On February 27, the book landed with a splash, debuting at #3 on the New York Times bestseller list. Seven Stories publicity director Ruth Weiner largely credits McQuade for the book’s success. McQuade brought with her an audience from her appearances as a legal analyst on NBC News and MSNBC, her popular podcast #SistersInLaw, and some 680,000 followers on X. But there is also the book’s timely subject matter. The rising threat from disinformation is “arguably the most important issue of this historic moment,” said Seven Stories founder and publisher Dan Simon.

In Attack from Within, McQuade explores how bad actors at home and abroad are sowing division and eroding trust in the institutions that have sustained American democracy, and how social media platforms have become particularly potent engines of disinformation. The book’s final section offers several proposed solutions, all of which are anchored by a single core value: “an unyielding commitment to the truth,” McQuade writes. “While we can never rid politics of spin and advocacy,” she concludes, “we can insist on facts and refuse to perpetuate assertions we know to be lies.”

With some 67,000 copies in print so far, the book has resonated with readers. But it also feels especially pertinent for publishers. As trusted institutions, book publishers have long been regarded as bulwarks against disinformation. At the same time, however, book publishers have historically maintained a rather arm’s-length approach to fact-checking, for the most part putting the onus on authors to guarantee the accuracy of the facts contained in their manuscripts. But with disinformation on the rise, as McQuade argues in her book, is that kind of soft approach to accuracy still sufficient?

McQuade isn’t so sure. “While we all need to read with a critical eye to avoid being deceived or misled, publishers have a duty to the public to ensure that they are putting out accurate facts,” she said. “Failing to fact-check strikes me as a recipe for publishing false claims.”

Indeed, a scan of the publishing industry headlines suggests a number of recently published books might have benefited from a more rigorous fact-checking approach. Earlier this month, for example, critics took aim at White Rural Rage: The Threat to American Democracy by Paul Waldman and Tom Schaller (Random House), suggesting the authors misread or misused the academic data they relied on to create their political portrayal of white rural Americans.

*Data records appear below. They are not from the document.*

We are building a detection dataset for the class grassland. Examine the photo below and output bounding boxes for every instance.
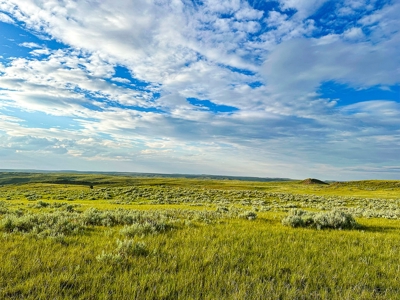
[0,173,400,299]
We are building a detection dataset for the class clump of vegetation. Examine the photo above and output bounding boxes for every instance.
[282,209,360,229]
[0,201,8,215]
[0,212,84,237]
[120,221,172,237]
[96,240,149,264]
[239,211,257,220]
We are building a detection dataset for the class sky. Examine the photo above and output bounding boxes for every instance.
[0,0,400,180]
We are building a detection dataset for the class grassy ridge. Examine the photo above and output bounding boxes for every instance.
[0,175,400,299]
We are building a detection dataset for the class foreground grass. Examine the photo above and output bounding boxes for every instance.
[0,175,400,299]
[0,214,400,299]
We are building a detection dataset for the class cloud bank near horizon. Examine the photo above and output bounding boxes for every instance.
[0,0,400,179]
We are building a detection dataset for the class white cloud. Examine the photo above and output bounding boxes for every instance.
[0,12,15,24]
[0,0,400,179]
[279,0,328,19]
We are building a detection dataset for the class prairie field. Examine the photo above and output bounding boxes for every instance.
[0,172,400,299]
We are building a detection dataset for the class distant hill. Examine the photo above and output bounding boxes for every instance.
[0,169,293,185]
[301,178,329,184]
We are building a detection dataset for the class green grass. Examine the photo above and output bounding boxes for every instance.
[0,174,400,299]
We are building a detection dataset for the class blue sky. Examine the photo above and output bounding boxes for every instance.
[0,0,400,180]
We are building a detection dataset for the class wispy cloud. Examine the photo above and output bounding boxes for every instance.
[0,0,400,179]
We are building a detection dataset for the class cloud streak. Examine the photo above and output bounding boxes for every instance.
[0,0,400,179]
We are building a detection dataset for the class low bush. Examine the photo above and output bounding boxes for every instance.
[282,209,360,229]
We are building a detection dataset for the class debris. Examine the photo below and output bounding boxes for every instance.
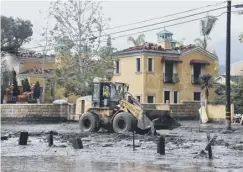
[102,143,113,147]
[48,132,53,146]
[19,132,29,145]
[71,138,84,149]
[1,136,8,140]
[157,136,165,155]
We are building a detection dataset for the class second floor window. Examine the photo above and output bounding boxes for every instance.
[147,96,154,103]
[115,60,120,73]
[148,57,154,72]
[136,57,141,72]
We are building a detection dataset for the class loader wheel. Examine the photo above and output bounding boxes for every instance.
[79,112,100,132]
[113,112,136,133]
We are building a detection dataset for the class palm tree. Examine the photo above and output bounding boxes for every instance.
[176,38,186,47]
[239,32,243,43]
[127,34,145,46]
[199,73,214,100]
[194,16,218,50]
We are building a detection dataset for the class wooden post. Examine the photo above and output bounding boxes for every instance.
[230,104,235,123]
[205,133,217,159]
[71,138,84,149]
[19,132,29,145]
[157,136,165,155]
[132,130,135,151]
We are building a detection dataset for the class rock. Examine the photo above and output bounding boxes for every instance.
[102,143,113,147]
[1,136,8,140]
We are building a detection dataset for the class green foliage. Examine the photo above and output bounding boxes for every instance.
[47,0,113,97]
[1,16,33,54]
[199,73,214,99]
[194,16,218,50]
[127,34,145,46]
[213,76,243,114]
[34,81,41,99]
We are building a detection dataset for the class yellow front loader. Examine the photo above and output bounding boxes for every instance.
[79,82,180,133]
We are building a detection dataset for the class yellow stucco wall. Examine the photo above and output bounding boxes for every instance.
[28,76,45,87]
[158,42,171,49]
[113,51,217,103]
[112,55,145,99]
[206,104,225,120]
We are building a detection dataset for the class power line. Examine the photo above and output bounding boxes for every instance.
[103,10,243,39]
[23,10,242,52]
[100,7,226,37]
[105,1,226,30]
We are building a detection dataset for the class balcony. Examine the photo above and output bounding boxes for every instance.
[192,75,200,85]
[163,73,180,84]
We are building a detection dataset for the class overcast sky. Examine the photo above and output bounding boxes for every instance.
[1,0,243,64]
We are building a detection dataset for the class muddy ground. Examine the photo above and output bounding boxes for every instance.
[1,121,243,172]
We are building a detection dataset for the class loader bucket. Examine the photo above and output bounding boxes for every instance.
[137,109,181,130]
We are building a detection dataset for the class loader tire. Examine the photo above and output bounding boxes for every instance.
[112,112,136,133]
[79,112,100,132]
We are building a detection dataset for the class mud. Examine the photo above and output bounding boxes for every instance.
[1,121,243,172]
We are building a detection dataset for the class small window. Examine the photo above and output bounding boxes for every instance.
[136,57,141,72]
[147,96,154,103]
[116,60,120,73]
[193,92,201,101]
[174,91,178,104]
[136,96,141,103]
[148,57,154,72]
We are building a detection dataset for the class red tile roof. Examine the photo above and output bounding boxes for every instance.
[190,59,210,65]
[161,57,183,63]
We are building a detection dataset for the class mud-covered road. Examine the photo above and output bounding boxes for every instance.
[1,121,243,172]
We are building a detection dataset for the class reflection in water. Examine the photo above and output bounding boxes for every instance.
[1,156,208,172]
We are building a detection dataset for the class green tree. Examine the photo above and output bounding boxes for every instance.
[127,34,145,46]
[1,16,33,54]
[199,73,214,100]
[23,78,30,92]
[194,16,218,50]
[50,0,107,95]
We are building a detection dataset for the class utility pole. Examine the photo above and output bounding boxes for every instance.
[226,0,231,130]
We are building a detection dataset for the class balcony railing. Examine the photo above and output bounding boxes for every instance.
[163,73,180,83]
[192,75,200,85]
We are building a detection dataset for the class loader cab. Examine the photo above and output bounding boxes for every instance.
[92,82,129,108]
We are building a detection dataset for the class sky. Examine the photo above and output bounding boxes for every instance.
[1,0,243,64]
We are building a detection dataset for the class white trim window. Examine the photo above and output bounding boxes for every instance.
[136,57,142,72]
[147,96,155,103]
[147,57,154,72]
[115,60,120,74]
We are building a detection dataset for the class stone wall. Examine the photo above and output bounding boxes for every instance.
[1,104,70,122]
[170,101,200,119]
[143,101,200,119]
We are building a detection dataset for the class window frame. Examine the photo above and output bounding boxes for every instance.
[193,91,202,101]
[147,56,154,72]
[115,60,121,74]
[136,57,142,73]
[146,95,155,104]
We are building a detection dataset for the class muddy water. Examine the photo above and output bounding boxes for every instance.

In a scathing piece in the Atlantic, contributing writer Tyler Austin Harper even cited the book’s “shoddy methodologies, misinterpreted data, and distorted studies” as evidence of an “anti-rural prejudice.” And Last November, former White House chief of staff Mark Meadows’s publisher, All Seasons Press, actually sued him after media reports suggested that Meadows told federal investigators that he had not seen any evidence of election fraud, seemingly contradicting statements in his book about the election being stolen.

While the political stakes have been raised in recent years, the issue of fact-checking for book publishers is hardly new. In a 2010 PW article, the late Random House publisher Daniel Menaker conceded that in the digital age it was probably time for publishers to revisit their fact-checking practices. Still, “total accuracy,” he said, will always be an “insoluble problem” for publishers, primarily due to costs. “It would be impossible for publishers to check all their books and still create an economy of scale.”

Ruggiero agrees there is “no simple answer” for publishers, especially in an age when the concern has shifted from James Frey’s embellishments in A Million Little Pieces, for example, to the kind of false narratives and alternative facts used to undermine our democracy. “Better fact-checking might mitigate misinformation,” he said, “but that does not address the willful attempt to achieve political domination through deception.”

At the same time, Ruggiero questions whether publishers can continue to risk passing the buck on accuracy. Indeed, Attack from Within was vetted by professional fact-checkers, which McQuade called an “essential” step in the book’s publication process. In addition, Ruggiero and McQuade worked “page by page” to check and cite sources (some “1,117 citations, to be exact,” Ruggiero said).

For Seven Stories, it is a matter of putting public interest over profit, Ruggiero suggested—something more publishers may also choose to do in these uncertain times. McQuade concurs: “Regardless of our political preferences, without a commitment to truth, we can’t expect to make any progress as a society.”